Can models learn multi-token concepts during fine-tuning?

Does training models to predict multiple tokens at once, rather than one token sequentially, help them form coherent semantic units? This matters because current next-token prediction fragments concepts like "ribonucleic acid" into arbitrary subword pieces.

Synthesis note · 2026-02-22 · sourced from Training Fine Tuning

Next-token prediction fragments multi-token concepts into arbitrary subword units. "Ribonucleic acid" becomes "rib" → "on" → "ucle" → "ic" → "acid" — five separate prediction targets with no unified semantic representation. Concept-Aware Fine-Tuning (CAFT) introduces multi-token prediction into post-training, enabling models to learn sequences that span multiple tokens as coherent concepts.
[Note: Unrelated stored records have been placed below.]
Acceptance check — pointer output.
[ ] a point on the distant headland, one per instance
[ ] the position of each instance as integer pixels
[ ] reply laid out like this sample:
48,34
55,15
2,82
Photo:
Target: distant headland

Prior multi-token prediction methods worked only during pretraining — prohibitively expensive and dominated by general language modeling rather than domain-specific concept formation. Attempts to apply multi-token prediction to fine-tuning previously failed because multi-token prediction represents a dramatic distribution shift that short post-training phases cannot absorb. CAFT solves this through self-distilled auxiliary heads: first train auxiliary heads (predicting positions beyond the next token) using an instruction-tuning mixture with self-distilled ground truth, then fine-tune with multi-token loss on top of standard LoRA or full fine-tuning.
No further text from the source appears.